Interview with EMP1 on December 17, 2020, at 9:45 am, revealed, "When the patient returned from a CT scan, the monitor was not re-applied for 45 minutes. When it was re-applied, the batteries were dead. ... (EMP6) did not verify that the monitor was working when it was re-applied."
These following standard was cited to show a systemic nature of non-complaince:
482.23(b)(3); Nursing Services (A-0395)
Based on review of facility documentation, medical record review (MR) and interview with staff (EMP), it was determined the facility failed to ensure inpatient monitoring was performed as ordered for the delivery of patient care services and to ensure Registered Nurse (RN) supervision of staff and patients was provided per standards of practice for one of one medical record reviewed (MR1).
Tag No.: A0395
Based on review of facility documents, medical record review (MR), and interview with staff (EMP), it was determined the facility failed to ensure inpatient monitoring was performed as ordered for the delivery of patient care services and to ensure Registered Nurse (RN) supervision of staff and patients was provided per standards of practice for one of one medical record reviewed (MR1).
Findings include:
Review of facility policy "Cardiac Monitoring on Medical Surgical Units and Stepdown Unit," dated February, 2020, revealed, "Procedure: I. General Guidelines: ... F. The NA (nursing assistant/PCT (patient care technician) will: ... 2. The NA/PCT will change batteries daily at 7:00 AM on Phillips monitors. ... G. The Nurse will: ... 3. Apply/reapply monitor within 10 minutes of patient arrival to unit. ..."
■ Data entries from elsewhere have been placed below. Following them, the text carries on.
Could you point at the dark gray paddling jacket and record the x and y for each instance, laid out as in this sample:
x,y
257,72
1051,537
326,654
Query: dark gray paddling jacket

Review of MR1 revealed a physician order dated December 13, 2020 at 3:48 AM, "Cardiac Monitor."
Review of MR1 Telemonitor Log revealed Tele tracking monitor log revealed 12/13/2020 11:21:35 MCK leads off - leadset unplugged. This alert continued until 12:20:44 when the alert Tele Battery Low was initiated. At 12:30:44, the telepack stopped working, battery depleted.
Further review of MR1 "Rapid Response Team Note," dated December 13, 2020 at 1:26 PM, revealed, "Condition type: A (Arrest). Reason for Call: Cardiovascular: Cardiopulmonary arrest. Diagnosis/Recommendations: Respiratory: Aspiration Cardiovascular: Cardiopulmonary arrest. Disposition: Died after failed resuscitation. ..."
Review of statement from EMP6 revealed, "I assisted the patient to a stretcher to go down for a CT scan. The patient arrived back on the unit at 11:30AM. I checked on the patient after (MR1) arrived at about 11;45 AM, he was sleeping so I left him on the stretcher. Lunch trays came up around 12:30, so I assisted the patient to bed. ... I put the monitor back on the patient. ... After the code, I came in to do postmortem care and realized the monitor was on the body, but the batteries were dead.
Interview with EMP1 on December 17, 2020, at 9:45 am, revealed, "When the patient returned from a CT scan, the monitor was not re-applied for 45 minutes. When it was re-applied, the batteries were dead. ... (EMP6) did not verify that the monitor was working when it was re-applied."